Remember When… – For some lighter fare, short little podcasts with reminiscing on millennial nostalgia from a Kiwi perspective. It was pretty fun to walk down memory lane on tamagotchis, nu-metal, and old school blogging – which I’ve never really let go of!

NEW ZEALAND: New Treaty, New Tradition by Carwyn Jones / The Waitangi Tribunal

New Treaty, New Tradition: Reconciling New Zealand and Maori Law by Maori legal scholar Carywn Jones is a deep look at how Maori law operates as its own legal system, and an argument for legal plurality as part of Indigenous self-determination. Jones argues that the Treaty of Waitangi, the foundational document between Maori and Europeans, should really be treated as two different legal systems making an agreement, like an international treaty. He looks at the reality as well, how Maori law and legal concepts are used today, but only inside the larger structure of New Zealand state law, which naturally means these concepts and laws need to be forced into the shape given for them inside English common law.

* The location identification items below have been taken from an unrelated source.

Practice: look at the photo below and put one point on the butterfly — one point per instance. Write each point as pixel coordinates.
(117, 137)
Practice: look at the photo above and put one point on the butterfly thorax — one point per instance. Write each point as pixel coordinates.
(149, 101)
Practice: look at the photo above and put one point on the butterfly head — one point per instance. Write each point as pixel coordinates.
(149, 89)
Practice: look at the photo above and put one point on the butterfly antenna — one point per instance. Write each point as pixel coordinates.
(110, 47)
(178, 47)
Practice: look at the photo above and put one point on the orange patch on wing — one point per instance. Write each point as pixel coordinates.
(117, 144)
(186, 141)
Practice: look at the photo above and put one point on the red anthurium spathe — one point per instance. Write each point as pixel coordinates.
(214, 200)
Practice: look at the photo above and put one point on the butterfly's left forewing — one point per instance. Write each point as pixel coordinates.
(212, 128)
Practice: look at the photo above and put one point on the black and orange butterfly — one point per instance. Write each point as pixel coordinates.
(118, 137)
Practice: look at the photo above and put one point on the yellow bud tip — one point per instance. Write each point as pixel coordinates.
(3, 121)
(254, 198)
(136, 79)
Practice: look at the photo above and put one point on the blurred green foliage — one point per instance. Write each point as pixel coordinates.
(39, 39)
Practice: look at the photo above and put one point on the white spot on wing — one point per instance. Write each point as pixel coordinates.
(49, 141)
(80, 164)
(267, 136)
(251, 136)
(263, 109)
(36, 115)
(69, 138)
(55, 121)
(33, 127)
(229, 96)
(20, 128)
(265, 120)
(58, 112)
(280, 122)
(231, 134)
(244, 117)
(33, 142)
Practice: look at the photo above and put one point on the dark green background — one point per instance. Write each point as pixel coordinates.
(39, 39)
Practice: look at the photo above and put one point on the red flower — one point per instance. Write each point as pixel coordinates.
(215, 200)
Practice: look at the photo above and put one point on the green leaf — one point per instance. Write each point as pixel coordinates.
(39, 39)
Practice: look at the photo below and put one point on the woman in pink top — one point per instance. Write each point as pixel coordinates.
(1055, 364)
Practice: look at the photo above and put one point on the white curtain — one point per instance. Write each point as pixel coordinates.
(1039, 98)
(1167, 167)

Jones also looks at the treaty settlement process through the Waitangi Tribunal, and touches on parallels with the modern treaty process in Canada, and the issues that come through having a Eurocentric process seeking a “final settlement” and moving on. It’s a dense piece of legal scholarship, but interesting, especially in comparison to how land title and treaties are handled in other settler countries like Canada. Oddly, when I took Aboriginal Law in law school, we touched on Australian and American cases, but little from New Zealand – it seems like the tribunal process can avoid the need for blockbuster Supreme Court cases.

For more information on the Waitangi Tribunal and how treaty settlements are made, I’d recommend this documentary from TVNZ – it’s in te reo Maori with English subtitles. It also touches on the weaknesses of the treaty settlement process, and how effective it is in practice.